Nu hierboven is vastgesteld dat niet snel wordt aangenomen dat een gesteld zwaarwegend belang eenzijdige wijziging van de individuele arbeidsvoorwaarden rechtvaardigt en op grond van hetgeen [gedaagde] heeft aangevoerd niet kan worden vastgesteld dat er een verbeteringstraject met evaluatiemomenten is afgesproken, mede gezien de korte periode die [eiser] is gegund om zich als verkoopleider [merk] personenwagens te bewijzen, terwijl onbetwist is gesteld dat [eiser] bij (gedaagde] een aantal jaren succesvol als filiaalleider actief is geweest en dit naar het oordeel van de kantonrechter toch ook een functie is met leidinggevende aspecten, staat vast dat de eenzijdig door [gedaagde] doorgevoerde functiewijziging de toets der kritiek niet kan doorstaan.
5.5
Het voorgaande brengt mee dat de kantonrechter voorshands, op grond van de thans voorliggende gegevens, van oordeel is dat niet aannemelijk is geworden dat [gedaagde] [eiser] voldoende kans heeft gegeven om zich als verkoopleider te bewijzen. In het verlengde hiervan ligt dat het ontheffen van [eiser] uit zijn functie als verkoopleider en het plaatsen van [eiser] in de (speciaal voor hem gecreëerde) functie van dealer fleetsales manager - veel meer een staffunctie zonder leidinggevende aspecten - onder de omstandigheden van dit geval niet als een redelijk aanbod kan worden aangemerkt dat [eiser] in redelijkheid diende te aanvaarden.

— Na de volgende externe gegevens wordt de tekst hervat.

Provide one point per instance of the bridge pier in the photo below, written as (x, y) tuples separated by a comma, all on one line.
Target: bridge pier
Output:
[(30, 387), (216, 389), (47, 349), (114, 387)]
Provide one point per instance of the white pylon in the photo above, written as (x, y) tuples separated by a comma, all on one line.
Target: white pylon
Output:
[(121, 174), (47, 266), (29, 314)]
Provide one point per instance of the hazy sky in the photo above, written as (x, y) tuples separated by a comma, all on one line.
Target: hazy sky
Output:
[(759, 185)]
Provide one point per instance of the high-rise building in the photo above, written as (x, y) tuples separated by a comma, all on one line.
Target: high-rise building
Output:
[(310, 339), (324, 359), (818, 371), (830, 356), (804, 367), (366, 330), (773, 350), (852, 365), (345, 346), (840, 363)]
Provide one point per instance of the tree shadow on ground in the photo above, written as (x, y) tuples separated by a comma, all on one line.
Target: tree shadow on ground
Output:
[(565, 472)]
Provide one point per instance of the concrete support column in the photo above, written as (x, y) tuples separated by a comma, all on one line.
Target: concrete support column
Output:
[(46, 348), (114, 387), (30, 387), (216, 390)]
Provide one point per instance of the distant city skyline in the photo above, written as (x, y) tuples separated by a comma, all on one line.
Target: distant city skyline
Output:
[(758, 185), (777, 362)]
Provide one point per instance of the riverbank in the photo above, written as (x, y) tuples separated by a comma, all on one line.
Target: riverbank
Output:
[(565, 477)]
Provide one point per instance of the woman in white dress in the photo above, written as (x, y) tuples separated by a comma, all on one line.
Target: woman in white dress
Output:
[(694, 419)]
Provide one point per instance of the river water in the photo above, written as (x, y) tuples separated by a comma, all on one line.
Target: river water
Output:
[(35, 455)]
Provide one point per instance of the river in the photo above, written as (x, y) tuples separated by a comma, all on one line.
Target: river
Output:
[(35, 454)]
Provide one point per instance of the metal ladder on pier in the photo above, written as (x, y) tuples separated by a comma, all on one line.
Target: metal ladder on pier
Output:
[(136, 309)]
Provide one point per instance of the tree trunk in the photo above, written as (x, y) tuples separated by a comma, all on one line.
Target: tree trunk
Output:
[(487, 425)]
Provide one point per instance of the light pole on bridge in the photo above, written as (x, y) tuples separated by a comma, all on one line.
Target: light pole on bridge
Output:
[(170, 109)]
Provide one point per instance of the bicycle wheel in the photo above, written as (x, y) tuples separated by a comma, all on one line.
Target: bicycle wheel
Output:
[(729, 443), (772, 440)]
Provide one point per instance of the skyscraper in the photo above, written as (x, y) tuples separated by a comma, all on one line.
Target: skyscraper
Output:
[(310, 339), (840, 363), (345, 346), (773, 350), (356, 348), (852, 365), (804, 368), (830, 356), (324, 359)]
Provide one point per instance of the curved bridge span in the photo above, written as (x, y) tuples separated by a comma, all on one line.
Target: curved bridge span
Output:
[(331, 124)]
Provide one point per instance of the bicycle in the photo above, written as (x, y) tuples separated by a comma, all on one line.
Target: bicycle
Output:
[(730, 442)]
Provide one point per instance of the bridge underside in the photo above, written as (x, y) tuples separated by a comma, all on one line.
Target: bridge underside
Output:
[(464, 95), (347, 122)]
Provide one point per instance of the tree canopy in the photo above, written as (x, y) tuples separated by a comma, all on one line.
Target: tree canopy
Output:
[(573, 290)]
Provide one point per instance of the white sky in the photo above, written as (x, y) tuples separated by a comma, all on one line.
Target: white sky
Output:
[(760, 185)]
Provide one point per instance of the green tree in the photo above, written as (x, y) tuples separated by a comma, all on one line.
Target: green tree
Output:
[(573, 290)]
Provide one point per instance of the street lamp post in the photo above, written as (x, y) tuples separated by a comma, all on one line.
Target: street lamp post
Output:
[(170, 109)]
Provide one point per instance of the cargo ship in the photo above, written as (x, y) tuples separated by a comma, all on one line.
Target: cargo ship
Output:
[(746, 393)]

Hieruit volgt dat de door [eiser] bij wijze van voorlopige voorziening gevorderde wedertewerkstelling in zijn functie van verkoopleider [merk] personenwagens op straffe van de gevorderde dwangsom zal worden toegewezen. In verband met de inmiddels ontstane feitelijke situatie binnen de onderneming van [gedaagde] zal [gedaagde] een termijn van zes weken worden gegund om aan de beslissing in dit vonnis te kunnen voldoen.
5.6
Daargelaten dat deze beslissing inhoudt dat de door [gedaagde] geformuleerde vordering voor recht te verklaren dat [gedaagde] [eiser] terecht in de functie van dealer fleetsales manager heeft geplaatst, niet kan worden toegewezen, biedt, voor zover [gedaagde] die vordering heeft bedoeld in de zin van een reconventionele eis, deze kort gedingprocedure procesrechtelijk gezien daarvoor ook geen mogelijkheden.
5.7
[gedaagde] zal als de in het ongelijk gestelde partij in de kosten van deze procedure worden veroordeeld.
6. De uitspraak:
De kantonrechter:
beveelt [gedaagde] om [eiser] bij wijze van voorlopige voorziening binnen zes weken na betekening van dit vonnis toe te laten en in staat te stellen om zijn werkzaamheden als verkoopleider [merk] personenwagens – met de daarbij behorende taken, bevoegdheden en verantwoordelijkheden – zonder enige beperking uit te voeren, zulks op straffe van een dwangsom van € 1.000,-- voor iedere dag dat [gedaagde], zes weken na betekening van dit vonnis, [eiser] niet in de gelegenheid stelt zijn zojuist omschreven werkzaamheden te verrichten;
veroordeelt [gedaagde] in de kosten van dit geding tot hiertoe gerezen aan de zijde van [eiser] en begroot die kosten op € 592,44, zijnde € 107,-- aan griffierechten, € 85,44 aan explootkosten en € 400,-- aan salaris voor de gemachtigde;
verklaart dit vonnis uitvoerbaar bij voorraad;
wijst af het meer of anders gevorderde.
Aldus gewezen door mr. P. Hoekstra, kantonrechter en uitgesproken ter openbare terechtzitting in tegenwoordigheid van de griffier.